TREBISACCE - «E' inaccettabile che si debba costantemente sollecitare interventi urgenti, che rappresentano però solo tappabuchi momentanei, per scongiurare la chiusura di reparti e servizi fondamentali come quello del pronto soccorso di Trebisacce. A due anni dalla pandemia mancano medici e infermieri. Accade al pronto soccorso di Trebisacce, dove i medici sono costretti a turni di lavoro massacranti, ed è storia che si ripete in altre realtà della Calabria, basta che un medico si positivizzi al covid per rischiare di interrompere un servizio di pubblica utilità fondamentale, come un pronto soccorso». Lo afferma, in una nota, il capogruppo del M5s alla Regione Davide Tavernise.

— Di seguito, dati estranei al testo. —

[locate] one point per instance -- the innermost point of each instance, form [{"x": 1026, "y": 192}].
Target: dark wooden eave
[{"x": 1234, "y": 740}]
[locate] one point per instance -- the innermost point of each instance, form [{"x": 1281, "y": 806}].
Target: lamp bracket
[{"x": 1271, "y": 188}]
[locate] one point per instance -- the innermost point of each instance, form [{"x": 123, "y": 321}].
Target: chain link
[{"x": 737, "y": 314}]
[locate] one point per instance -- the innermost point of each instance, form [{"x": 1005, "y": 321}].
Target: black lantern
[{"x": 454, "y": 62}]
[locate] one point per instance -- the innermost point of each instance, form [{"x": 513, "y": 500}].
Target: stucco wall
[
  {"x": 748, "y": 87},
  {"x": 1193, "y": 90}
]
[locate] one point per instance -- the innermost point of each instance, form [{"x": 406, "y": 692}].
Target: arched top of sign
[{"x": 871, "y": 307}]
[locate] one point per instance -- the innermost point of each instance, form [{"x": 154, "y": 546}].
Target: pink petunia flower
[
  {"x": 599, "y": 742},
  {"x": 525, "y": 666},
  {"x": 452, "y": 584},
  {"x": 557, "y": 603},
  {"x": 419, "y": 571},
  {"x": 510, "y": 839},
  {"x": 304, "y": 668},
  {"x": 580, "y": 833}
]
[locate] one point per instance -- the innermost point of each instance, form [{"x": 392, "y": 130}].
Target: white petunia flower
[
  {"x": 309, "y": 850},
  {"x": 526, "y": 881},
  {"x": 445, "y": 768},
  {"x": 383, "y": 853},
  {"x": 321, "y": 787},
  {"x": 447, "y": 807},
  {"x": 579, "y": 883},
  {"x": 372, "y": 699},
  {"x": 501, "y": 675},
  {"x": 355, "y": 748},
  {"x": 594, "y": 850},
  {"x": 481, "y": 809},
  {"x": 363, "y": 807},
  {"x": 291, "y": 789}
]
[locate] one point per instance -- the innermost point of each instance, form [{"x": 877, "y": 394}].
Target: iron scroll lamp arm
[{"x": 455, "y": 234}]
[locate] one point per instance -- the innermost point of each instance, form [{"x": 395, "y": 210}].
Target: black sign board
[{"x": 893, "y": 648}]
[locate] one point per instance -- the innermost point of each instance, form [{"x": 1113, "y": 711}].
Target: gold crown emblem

«A seguito delle mie ripetute sollecitazioni, su impulso del direttore sanitario del Chidichimo, Antonio Adduci, con il presidente Occhiuto e il commissario La Regina – prosegue Tavernise - è stata trovata una soluzione provvisoria con una delibera dell’Asp di Cosenza, ma è necessario uscire una volta per tutte da queste situazioni emergenziali, non giustificabili nel lungo termine. Occorrono presto, anzi prestissimo, nuove assunzioni. È inaccettabile in una Regione come la Calabria che da un anno e mezzo circa ha fermi, non spesi e accantonati in bilancio, 80 milioni di euro, circa, stanziati, da tempo, dal governo per l’assunzione di personale. Continuerò, dunque, il mio impegno per restituire dignità ai cittadini della costa jonica cosentina».

«Dalle ambulanze senza medici ai pronto soccorso al collasso - sostiene il capogruppo pentastellato alla Regione - sono tutti sintomi di un sistema gravemente malato in cui tutto è difficile e pesante. Come evidenziano le associazioni di categoria, molti medici preferiscono tenersi lontani dai turni massacranti del pronto soccorso e hanno anche la convenienza a farlo: un giovane medico che va a fare le vaccinazioni prende cifre uguali, se non maggiori, con turni regolari. È necessaria una indennità integrativa per i medici dell’emergenza urgenza ma non è una questione limitata ai soldi. Mancano le condizioni per lavorare. Gli ingressi in pronto soccorso sono tornati ai livelli pre-covid mentre il personale sanitario è diminuito, in una situazione come quella calabrese già di suo segnata profondamente da anni di commissariamento e blocco del turn over. Occorrono assunzioni di medici, nonché di personale infermieristico e socio sanitario da graduatorie già pronte e un piano a medio termine».